Adding pencil texture over photo enlargements at Luxor Temple working on the Late-Roman murals
After 6 years in the making, the epigraphic documentation of the late roman murals at Luxor temple was finished last year. The frescos were created at a critical moment in the history of Egypt and the Roman Empire. ⠀⠀
Diocletian, the creator of the tetrarchic system and primary sovereign of the First Tetrarchy, had to come to Egypt to oversee a military campaign directed against the revolts threatened to destabilize the country. ⠀⠀
Once succeeded, Diocletian left a permanent military base in the temple of Amun in Thebes, heavily modifying its structure to maintain Roman authority.

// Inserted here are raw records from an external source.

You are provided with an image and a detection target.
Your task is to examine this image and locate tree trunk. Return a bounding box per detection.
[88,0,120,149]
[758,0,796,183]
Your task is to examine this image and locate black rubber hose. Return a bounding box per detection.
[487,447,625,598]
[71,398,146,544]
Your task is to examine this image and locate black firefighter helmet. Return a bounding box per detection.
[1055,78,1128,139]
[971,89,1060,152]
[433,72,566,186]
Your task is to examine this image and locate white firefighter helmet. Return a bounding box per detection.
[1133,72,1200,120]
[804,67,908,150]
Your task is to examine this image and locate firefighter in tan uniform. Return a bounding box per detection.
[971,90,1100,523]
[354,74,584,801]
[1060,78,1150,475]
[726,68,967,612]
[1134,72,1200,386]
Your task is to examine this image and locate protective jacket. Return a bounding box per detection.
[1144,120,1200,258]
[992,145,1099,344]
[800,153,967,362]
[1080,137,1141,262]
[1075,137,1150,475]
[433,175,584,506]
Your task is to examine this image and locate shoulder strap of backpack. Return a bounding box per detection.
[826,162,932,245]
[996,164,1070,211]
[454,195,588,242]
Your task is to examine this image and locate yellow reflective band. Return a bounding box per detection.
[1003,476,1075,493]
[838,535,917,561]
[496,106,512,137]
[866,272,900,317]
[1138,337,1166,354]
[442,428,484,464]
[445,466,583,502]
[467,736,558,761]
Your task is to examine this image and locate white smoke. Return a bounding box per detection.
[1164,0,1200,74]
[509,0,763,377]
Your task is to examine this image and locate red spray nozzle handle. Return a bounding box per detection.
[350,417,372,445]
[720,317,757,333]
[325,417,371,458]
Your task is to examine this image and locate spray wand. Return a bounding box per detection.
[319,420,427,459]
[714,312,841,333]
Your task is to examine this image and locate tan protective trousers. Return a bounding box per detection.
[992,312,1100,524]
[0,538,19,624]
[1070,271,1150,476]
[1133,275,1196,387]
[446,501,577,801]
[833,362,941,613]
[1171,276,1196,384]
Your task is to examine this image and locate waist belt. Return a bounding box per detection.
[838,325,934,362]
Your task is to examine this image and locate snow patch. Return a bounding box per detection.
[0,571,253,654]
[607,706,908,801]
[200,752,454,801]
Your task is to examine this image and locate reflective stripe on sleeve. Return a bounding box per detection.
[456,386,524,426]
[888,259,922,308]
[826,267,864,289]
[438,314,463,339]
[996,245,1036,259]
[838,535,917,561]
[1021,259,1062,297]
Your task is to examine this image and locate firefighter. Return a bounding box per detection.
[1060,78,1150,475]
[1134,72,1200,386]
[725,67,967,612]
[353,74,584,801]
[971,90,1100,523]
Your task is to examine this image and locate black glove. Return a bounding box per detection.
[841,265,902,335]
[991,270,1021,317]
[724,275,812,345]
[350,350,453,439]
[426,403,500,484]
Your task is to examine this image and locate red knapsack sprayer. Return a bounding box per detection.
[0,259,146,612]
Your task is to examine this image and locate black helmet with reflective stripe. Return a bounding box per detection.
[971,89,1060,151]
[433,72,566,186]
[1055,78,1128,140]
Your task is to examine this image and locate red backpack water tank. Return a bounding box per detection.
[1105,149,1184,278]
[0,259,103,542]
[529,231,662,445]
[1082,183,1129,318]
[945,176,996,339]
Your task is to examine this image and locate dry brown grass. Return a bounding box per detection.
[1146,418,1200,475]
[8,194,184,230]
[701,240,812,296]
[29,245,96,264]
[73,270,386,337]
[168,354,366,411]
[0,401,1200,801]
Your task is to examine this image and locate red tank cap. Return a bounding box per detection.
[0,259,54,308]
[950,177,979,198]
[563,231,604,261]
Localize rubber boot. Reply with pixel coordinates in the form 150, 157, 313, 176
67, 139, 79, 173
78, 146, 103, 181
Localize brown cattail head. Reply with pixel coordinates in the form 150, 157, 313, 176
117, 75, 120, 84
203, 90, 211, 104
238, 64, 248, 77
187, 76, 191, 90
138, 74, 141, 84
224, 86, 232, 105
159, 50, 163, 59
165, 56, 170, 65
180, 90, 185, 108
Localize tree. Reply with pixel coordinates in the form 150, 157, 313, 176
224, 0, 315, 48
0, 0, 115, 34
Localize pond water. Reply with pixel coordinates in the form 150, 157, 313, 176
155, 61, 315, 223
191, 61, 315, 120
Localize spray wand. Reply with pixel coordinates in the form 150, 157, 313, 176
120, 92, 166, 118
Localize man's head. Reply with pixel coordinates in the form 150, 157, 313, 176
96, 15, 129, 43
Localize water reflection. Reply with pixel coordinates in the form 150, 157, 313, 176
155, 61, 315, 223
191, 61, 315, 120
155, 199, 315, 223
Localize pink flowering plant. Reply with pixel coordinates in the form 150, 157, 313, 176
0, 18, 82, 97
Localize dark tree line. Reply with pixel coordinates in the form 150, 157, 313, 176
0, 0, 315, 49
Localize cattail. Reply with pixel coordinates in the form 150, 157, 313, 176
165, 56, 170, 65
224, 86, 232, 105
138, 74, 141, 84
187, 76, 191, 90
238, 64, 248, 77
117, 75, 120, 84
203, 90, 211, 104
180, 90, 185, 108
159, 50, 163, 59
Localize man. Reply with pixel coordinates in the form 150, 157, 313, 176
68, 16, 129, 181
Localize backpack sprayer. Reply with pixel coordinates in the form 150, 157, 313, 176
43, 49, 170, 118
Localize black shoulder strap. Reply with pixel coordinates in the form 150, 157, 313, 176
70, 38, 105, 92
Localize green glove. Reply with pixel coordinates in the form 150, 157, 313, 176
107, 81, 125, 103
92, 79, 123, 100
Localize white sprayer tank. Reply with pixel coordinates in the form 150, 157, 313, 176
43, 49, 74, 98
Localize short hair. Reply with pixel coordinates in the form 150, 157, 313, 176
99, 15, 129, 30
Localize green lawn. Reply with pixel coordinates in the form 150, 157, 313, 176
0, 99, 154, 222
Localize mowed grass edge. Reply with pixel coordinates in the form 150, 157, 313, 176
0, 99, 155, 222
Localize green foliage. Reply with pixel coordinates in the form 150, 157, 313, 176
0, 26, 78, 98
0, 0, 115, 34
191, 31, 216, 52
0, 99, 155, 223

These modifications were carried out on multiple levels with the most notable among them being the construction of a fortified enclosure around the temple as well as the transformation of the room in front of the offering hall. ⠀⠀
Here, at the heart of the temple, the Roman builders converted the space into an imperial cult chamber by removing the columns, blocking the original doorway leading to the rooms beyond, and creating a niche in its place. ⠀⠀
They covered the Eighteenth-Dynasty reliefs of the pharaonic “chamber of offerings” with plaster and decorated the walls with frescoes in purely Roman style. A canopy supported on four granite columns was placed in front of the painted niche to serve as the centerpiece of the room.